An electronic data interchange (EDI) setup was designed and implemented to feed information on sales of Gerber products from the grocery stores to the Freemont, Michigan, company. The data is input to Manugistics software to schedule new deliveries. Manugistics, Inc. is a manufacturer of software for supply chain management. The company's solutions improve the flow of product within and among companies from raw materials or parts through manufacturing to delivery of product to the end customer. With Manugistics software, Gerber makes informed operational decisions, resulting in increased revenues, reduced inventories, improved customer service, better relationships among trading partners, greater speed to market and lower overall costs throughout the supply chain.
While the Gerber-Manugistics system worked fairly well, the need to translate all of the EDI messages from various grocery chains into a common format slowed down Gerber’s ability to add grocers. And custom-built software for sending alerts and other messages to Gerber’s inventory planners gave them only the minimum data they need.   Planners often had to resort to searching through raw EDI transmissions to find important data.
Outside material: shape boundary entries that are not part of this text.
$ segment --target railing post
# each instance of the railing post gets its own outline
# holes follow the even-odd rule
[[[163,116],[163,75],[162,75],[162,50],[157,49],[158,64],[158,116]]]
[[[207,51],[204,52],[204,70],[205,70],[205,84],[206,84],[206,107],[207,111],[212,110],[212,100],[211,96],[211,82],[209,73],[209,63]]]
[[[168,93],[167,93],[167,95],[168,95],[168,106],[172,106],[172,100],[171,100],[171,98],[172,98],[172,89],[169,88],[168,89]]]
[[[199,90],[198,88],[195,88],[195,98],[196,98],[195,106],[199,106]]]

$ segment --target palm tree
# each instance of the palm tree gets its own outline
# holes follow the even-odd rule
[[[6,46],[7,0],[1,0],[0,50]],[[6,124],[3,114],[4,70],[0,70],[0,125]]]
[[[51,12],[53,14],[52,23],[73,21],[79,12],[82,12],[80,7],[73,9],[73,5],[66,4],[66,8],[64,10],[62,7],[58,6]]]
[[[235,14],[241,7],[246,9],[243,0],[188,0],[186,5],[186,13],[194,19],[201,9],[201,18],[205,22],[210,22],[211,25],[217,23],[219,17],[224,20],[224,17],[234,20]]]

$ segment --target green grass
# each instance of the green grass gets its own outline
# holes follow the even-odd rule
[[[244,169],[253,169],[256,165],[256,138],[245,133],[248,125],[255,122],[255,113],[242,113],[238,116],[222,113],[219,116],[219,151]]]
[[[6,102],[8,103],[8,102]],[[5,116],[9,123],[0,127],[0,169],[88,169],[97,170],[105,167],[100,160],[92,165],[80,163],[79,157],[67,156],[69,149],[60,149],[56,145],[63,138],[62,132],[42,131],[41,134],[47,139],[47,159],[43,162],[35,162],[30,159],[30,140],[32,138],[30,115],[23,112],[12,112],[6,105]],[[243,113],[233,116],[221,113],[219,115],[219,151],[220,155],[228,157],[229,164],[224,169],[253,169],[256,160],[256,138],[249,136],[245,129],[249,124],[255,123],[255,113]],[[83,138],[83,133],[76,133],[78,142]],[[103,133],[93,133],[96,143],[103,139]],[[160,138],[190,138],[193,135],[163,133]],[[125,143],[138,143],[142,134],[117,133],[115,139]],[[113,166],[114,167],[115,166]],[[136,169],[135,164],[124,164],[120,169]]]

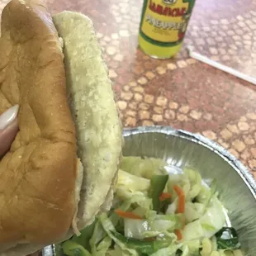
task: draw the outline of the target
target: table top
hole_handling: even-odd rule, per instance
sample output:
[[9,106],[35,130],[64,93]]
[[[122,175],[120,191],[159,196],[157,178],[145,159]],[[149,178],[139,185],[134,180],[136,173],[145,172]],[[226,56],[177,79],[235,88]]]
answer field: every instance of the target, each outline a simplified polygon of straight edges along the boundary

Thus, Gerber requested Manugistics to perform a systems analysis and design a simpler and improved EDI process.
Manugistics’ formed a partnership with Frontec AMT, a company that specializes in integrating applications. The alliance created the Intelligent Messenger for Vendor Managed Inventory, a software product to format and prepare customer product activity data for input into Manugistics. The software was designed to present data to Manugistics that is consistent and complete in terms of product identification, unit of measure conversion, data validation and sequence checking.  Additional features were identified based on user requirements — intelligent routing of messages, event-driven notifications, and predefined trading partner business processes.
Gerber plans to be the first company to implement the new data transformation and messaging software.  It has established objectives for this system to dramatically increase the amount of inventory it manages for grocery stores.  Gerber sells around $700 million worth of baby food in the U.S. each year; however, it only manages about 27% of base sales.  Its goal is to manage inventory for 80% of sales within two years. 

Discussion questions:

1.   What are the stages of an information systems project and what are the objectives of each stage? 

2.  Who are the various players that need to be involved in an information system development project and what are their roles?